The “Look” of Galilee
By Jesus’ time, the Galilean community of rural hamlets and villages formed a tight-knit, devoutly Jewish enclave in a region which was pretty much surrounded by a Hellenistic (Greek) world. In the northeast was Caesarea Philippi. In the north was the Hellenized cities of Ptolemais, Tyre, and Sidon, which were situated on the Mediterranean coast. In the east (the Transjordan), was the Greek community of “The Ten Cities,” or Decapolis.

Many Jewish villages, which were simple and modest, consisted of simple dwellings, with plastered walls and roofed with branches and mud. Most did not survive the passage of time. The average Galilean village might claim no more than several hundred inhabitants who lived in one-story houses of mud brick clustered together on the side of a hill. Between the houses, narrowed, unpaved streets and alleyways wound toward a dusty square at the center of town.

Most families possessed a few sheep and goats for food, leather, and wool.

How Galileans Lived
In the above-mentioned center of town, women came daily to shop and draw water from the communal well. They would draw water into a jug for use for that day only.

Every morning, the men of the village went out to the fields to till (prepare and cultivate the land for crops), sow, prune or harvest the crops on which their existence depended. For these men, life was a long, difficult struggle against the elements. Contributing to their difficulties was the fact that the plows, sickles, and other tools they used were generally makeshift devices and not very effective.


At dusk, the men returned to their homes, wearily driving their few oxen before them. A short time later, the family took their place on mats on the ground around large dinner pots. They helped themselves by hand from communal dishes, using as scoops broken pieces of bread baked that morning.

Marriage in the Galilee
Jewish girls in 1st-century Israel were probably betrothed shortly after puberty began, around age 13 or 14. Both sets of parents would negotiate the marriage contract.

Wedding festivities and ceremonies were not held in the synagogue. Rather, they began in the home of the bride and were concluded at the home of the groom, where the marriage contract was read and blessings were pronounced by parents and friends. Then the marriage couple went to their private room, offered prayers, and proceeded to consummate their relationship.

The Religion of the Galilee
The subject of the kingdom of God was a burning issue among the Jews during Jesus’ lifetime and probably overshadowed political considerations of the day. This topic no doubt consumed the people as they met in the synagogue both on the Sabbath (for Friday night and Saturday morning services), and for middle-of-the-week civic meetings.

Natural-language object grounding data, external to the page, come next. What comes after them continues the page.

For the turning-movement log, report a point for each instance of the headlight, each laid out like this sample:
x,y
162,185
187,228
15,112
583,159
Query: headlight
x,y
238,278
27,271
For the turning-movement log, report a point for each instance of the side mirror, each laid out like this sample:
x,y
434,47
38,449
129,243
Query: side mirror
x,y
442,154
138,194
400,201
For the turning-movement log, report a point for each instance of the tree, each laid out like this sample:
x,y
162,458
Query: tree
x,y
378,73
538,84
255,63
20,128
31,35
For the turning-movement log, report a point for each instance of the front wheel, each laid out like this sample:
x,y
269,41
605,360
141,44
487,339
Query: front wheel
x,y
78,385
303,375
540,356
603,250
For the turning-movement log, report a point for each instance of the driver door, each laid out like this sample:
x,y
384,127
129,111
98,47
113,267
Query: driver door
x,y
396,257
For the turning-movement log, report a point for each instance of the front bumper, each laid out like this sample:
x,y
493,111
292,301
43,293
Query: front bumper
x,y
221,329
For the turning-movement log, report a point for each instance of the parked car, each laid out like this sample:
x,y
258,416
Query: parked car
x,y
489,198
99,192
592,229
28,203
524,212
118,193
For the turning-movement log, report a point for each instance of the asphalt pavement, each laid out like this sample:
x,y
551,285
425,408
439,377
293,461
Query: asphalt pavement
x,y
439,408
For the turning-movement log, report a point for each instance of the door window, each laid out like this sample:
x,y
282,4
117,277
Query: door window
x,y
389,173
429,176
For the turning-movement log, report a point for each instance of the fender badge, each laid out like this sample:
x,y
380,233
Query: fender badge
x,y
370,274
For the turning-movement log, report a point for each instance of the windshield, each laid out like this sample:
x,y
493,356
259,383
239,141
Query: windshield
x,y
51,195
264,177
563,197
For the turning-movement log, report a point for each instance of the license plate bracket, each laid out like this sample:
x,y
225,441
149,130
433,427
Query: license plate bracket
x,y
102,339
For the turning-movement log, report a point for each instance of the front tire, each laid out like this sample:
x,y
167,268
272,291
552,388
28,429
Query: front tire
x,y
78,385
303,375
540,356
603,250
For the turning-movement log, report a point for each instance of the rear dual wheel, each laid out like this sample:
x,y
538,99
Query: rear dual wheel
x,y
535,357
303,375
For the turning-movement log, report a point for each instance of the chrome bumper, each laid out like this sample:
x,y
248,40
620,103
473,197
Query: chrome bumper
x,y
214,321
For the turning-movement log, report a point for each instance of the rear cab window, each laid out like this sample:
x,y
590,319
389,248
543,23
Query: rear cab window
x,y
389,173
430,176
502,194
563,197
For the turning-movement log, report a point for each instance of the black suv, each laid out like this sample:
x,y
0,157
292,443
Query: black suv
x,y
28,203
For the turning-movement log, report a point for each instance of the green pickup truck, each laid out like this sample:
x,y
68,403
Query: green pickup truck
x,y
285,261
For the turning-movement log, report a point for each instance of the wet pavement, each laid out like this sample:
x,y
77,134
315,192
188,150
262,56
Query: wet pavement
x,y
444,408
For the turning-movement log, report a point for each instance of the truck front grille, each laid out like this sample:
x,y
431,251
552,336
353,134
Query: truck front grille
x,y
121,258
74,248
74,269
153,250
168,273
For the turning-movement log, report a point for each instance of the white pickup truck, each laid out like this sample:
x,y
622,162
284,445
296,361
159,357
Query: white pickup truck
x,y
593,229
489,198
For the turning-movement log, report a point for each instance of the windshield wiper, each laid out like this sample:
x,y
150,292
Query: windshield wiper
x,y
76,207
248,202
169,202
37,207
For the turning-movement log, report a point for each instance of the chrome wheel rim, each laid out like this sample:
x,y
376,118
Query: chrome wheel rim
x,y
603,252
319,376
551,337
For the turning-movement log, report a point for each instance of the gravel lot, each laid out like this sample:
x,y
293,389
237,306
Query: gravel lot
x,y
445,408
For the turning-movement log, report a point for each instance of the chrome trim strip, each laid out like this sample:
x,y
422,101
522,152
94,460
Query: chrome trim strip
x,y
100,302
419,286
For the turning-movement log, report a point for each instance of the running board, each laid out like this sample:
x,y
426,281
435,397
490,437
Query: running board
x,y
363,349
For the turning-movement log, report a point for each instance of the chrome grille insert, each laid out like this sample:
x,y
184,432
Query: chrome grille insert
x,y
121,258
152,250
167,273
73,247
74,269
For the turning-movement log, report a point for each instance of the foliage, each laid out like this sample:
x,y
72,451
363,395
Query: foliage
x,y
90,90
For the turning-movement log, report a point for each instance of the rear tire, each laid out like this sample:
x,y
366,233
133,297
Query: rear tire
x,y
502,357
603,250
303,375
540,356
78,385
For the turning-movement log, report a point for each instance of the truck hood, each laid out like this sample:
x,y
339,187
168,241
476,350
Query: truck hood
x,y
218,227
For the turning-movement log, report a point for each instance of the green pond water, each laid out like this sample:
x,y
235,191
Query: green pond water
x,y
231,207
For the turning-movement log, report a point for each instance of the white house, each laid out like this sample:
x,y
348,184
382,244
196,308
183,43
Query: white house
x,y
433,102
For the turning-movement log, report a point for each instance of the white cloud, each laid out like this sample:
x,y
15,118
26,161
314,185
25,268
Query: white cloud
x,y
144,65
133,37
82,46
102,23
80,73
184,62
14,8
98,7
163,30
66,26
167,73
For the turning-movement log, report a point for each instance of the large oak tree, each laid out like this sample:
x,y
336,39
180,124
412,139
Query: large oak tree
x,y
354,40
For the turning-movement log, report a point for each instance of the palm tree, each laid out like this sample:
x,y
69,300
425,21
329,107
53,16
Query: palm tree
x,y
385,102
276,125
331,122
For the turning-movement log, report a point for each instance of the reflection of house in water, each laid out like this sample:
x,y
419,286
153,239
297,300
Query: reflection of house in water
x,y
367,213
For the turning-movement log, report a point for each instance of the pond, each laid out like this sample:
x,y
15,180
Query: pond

Besides the weekly Sabbath observances, there were a number of special religious festivals. Among the favorites were Passover and the Feast of Weeks. Galileans most likely trekked to Jerusalem just once a year, to celebrate the Passover week.

By the time of Jesus, many Jews despaired of any hope of reward in their present unjust world and concentrated on the expectation of reward in a world to come. Their recent history had been one of almost continuous calamity and foreign rule, hence the burning desire for their promised Messiah who would rescue them from tyranny.

A Humble Life
This was the Galilee Jesus knew. So, as you can see, though “born king of the Jews” (Matthew 2:2), Jesus hardly lived as a king – at least, an earthly one. Jesus’ existence was a humble one, as reflected in the humble region of Israel in which He spent most of His earthly life.